Shapiro v. DOJ, No. 12-313, 2020 WL 5970640 (D.D.C. Oct. 8, 2020) (Howell, J.)
Shapiro v. DOJ, No. 12-313, 2020 WL 5970640 (D.D.C. Oct. 8, 2020) (Howell, J.)
Re: Eighty-three FOIA requests plaintiff submitted to both the FBI and ATF
Disposition: Denying plaintiff's motion for reconsideration of court's grant in part and denial in part of defendant's motion for summary judgment and denial of plaintiff's request for discovery
- Litigation Considerations: The court holds that "Plaintiff's failure to name which of the several possible bases for Rule 54(b) reconsideration applies to his case has a simple explanation – none of them apply." "Plaintiff does not point to any ''patent[ ] misunderst[anding]' on the part of the Court nor does he allege the Court committed an 'err[or] . . . in apprehension of the relevant issues.'" "He does not identify any 'significant change in the law or facts since' the Court's decision." "Moreover, there is no suggestion that the Court's opinion ventured 'outside the adversarial issues presented by the parties.'" "Instead, as detailed below, plaintiff's motion is a belated summary judgment surreply disguised as a Rule 54(b) motion."

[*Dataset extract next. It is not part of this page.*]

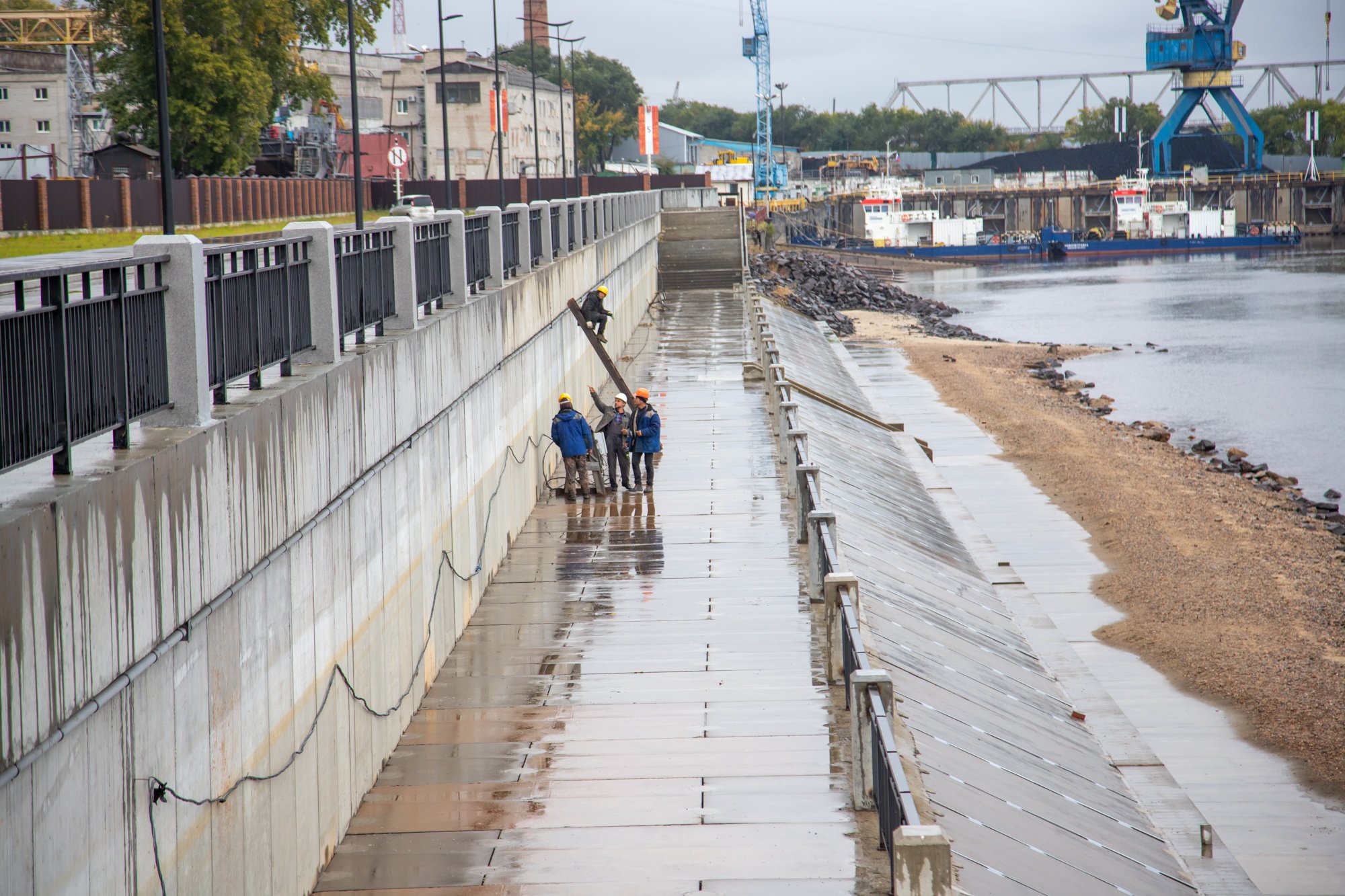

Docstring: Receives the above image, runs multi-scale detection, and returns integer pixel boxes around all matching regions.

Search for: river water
[905,249,1345,497]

Substantively, the court finds that "[a]s explained in the July 2, 2020 Memorandum Opinion, plaintiff's conclusory statement that the pages identified in his Addendum contained redactions of the names of individuals for whom he submitted a privacy waiver was not enough to show that Exemption 7(C) had been improperly applied." "For one, plaintiff did 'not explain how he' purported to 'know[ ] that the challenged redactions related to individuals for whom he submitted privacy waivers.'" "'Second,' he had not 'attached the privacy waivers in question to his cross-motion for summary judgment,' meaning 'whether the waiver' actually 'extended to the information redacted' could not be determined." "Plaintiff's motion for reconsideration does not point to any changed legal or factual circumstances that would alter that conclusion." "Instead, as described below, his motion attempts to bolster the argument he already made with respect to privacy waivers by submitting additional materials he had ample opportunity to provide on the first go-around." "Specifically, he attempts to rectify one of the deficiencies identified by the Court by filing the privacy waivers of ten individuals he apparently had submitted alongside his FOIA requests." "He did not, however, attempt to rectify the other deficiency: again, he provided no argument as to why he believes that the names of those ten individuals were hidden behind the redactions on the page numbers he had identified." "One thing is abundantly clear from plaintiff’s recent filings . . . : there is nothing 'new' about his argument."
Finally, the court notes that "in light of the fact that DOJ has chosen to release all of the records this Court found were improperly withheld rather than make a renewed motion for summary judgment, no dispute remains for judicial resolution."